Riad’s attorney, Arthur Barens, asked the judge to lower the charges to misdemeanors, arguing any negligence by his client would have resulted in at most a citation had a fatal crash not occurred. The judge denied the motion.

Prosecutor Brandy Chase said Riad “did nothing to stop the crash.”

Sensors in the Model S indicated Riad’s hand was on the steering wheel leading up to and at the point of collision, Tesla engineer Eloy Rubio Blanco testified. Crash data showed that the steering wheel was kept near center, with no apparent attempt to change direction, and no brakes were applied in the six minutes preceding the crash.

On its website, Tesla states that cars making use of their autopilot technology should be operated by a “fully attentive driver, who has their hands on the wheel and is prepared to take over at any moment.” The system will only work if torque sensors in a steering wheel detect that someone is at the wheel, Rubio Blanco said.

The case against Riad is not the first involving an automated driving system, but it is the first to involve commercially available driver technology.

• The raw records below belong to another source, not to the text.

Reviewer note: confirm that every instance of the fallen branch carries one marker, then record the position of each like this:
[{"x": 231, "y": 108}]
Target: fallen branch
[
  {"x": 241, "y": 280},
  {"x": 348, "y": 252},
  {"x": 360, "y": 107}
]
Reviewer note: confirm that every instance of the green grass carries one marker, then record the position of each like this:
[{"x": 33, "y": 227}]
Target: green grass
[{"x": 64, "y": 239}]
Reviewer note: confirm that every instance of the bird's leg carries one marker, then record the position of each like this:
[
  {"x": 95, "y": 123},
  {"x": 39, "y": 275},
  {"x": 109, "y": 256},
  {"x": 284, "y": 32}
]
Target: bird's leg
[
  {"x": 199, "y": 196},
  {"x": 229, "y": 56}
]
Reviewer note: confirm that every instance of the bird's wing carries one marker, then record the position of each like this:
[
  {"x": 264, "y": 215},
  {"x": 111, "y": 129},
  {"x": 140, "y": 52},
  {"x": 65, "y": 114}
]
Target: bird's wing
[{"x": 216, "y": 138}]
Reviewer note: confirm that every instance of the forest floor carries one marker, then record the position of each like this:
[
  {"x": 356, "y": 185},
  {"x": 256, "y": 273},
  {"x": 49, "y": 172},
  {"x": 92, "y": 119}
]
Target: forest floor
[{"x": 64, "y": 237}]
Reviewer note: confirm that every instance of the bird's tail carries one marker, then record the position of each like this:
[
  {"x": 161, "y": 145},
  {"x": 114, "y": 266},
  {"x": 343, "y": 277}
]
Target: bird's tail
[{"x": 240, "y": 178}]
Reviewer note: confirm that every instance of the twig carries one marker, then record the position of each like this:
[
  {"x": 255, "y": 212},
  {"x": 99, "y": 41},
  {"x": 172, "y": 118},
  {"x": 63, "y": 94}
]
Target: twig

Authorities in Arizona filed a charge of negligent homicide in 2020 against a driver Uber had hired to take part in the testing of a fully autonomous vehicle on public roads. The Uber vehicle, an SUV with the human backup driver on board, struck and killed a pedestrian.

The U.S. government’s road safety agency has dispatched a team to investigate whether a Tesla involved in a Newport Beach crash that killed three people on May 12 was operating on a partially automated driving system.